I repeated the very good advice which I had already given him, but he refused to follow it. I think he considered that he had already said too much, and he quite obviously attempted to minimise it. He said that perhaps he had expressed himself too strongly. It was quite possible for a small family to live happily and cheerfully together even in so desolate a spot as Felonsdene. There was plenty to do. Mala had her baby and the house to look after. He had the outdoor work. If he wanted to see what the rest of the world was doing, he could always go into Helmstone; there were plenty of hotels there where he could get a drink and a game of billiards.
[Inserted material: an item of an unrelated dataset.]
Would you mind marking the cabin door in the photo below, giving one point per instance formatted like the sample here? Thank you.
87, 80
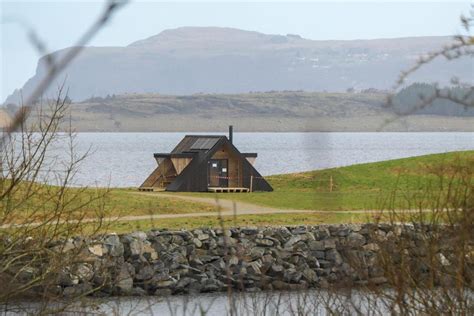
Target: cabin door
218, 173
When I told him what Ball professed to have seen and heard he got rather angry. It was all a lie. Ball had never been near the place. But a few minutes afterwards he said: "I wish I'd let the dog get him."
It was all intended to be very reassuring. But it was not candid and it was vaguely disquieting. It occurred to me to pay a visit one night secretly to Felonsdene to see if I could make out what was going on. But my practice in Helmstone was too heavy to leave leisure for nocturnal expeditions of that sort; besides, it was no business of mine.
Tarn paid my bill—he wanted to pay twice as much—and I regarded the incident as closed. If I were called in again I thought it likely that it would be to certify the lunacy of either Tarn or his wife.
But the incident was reopened a little less than a year later, and not in the way that I had expected.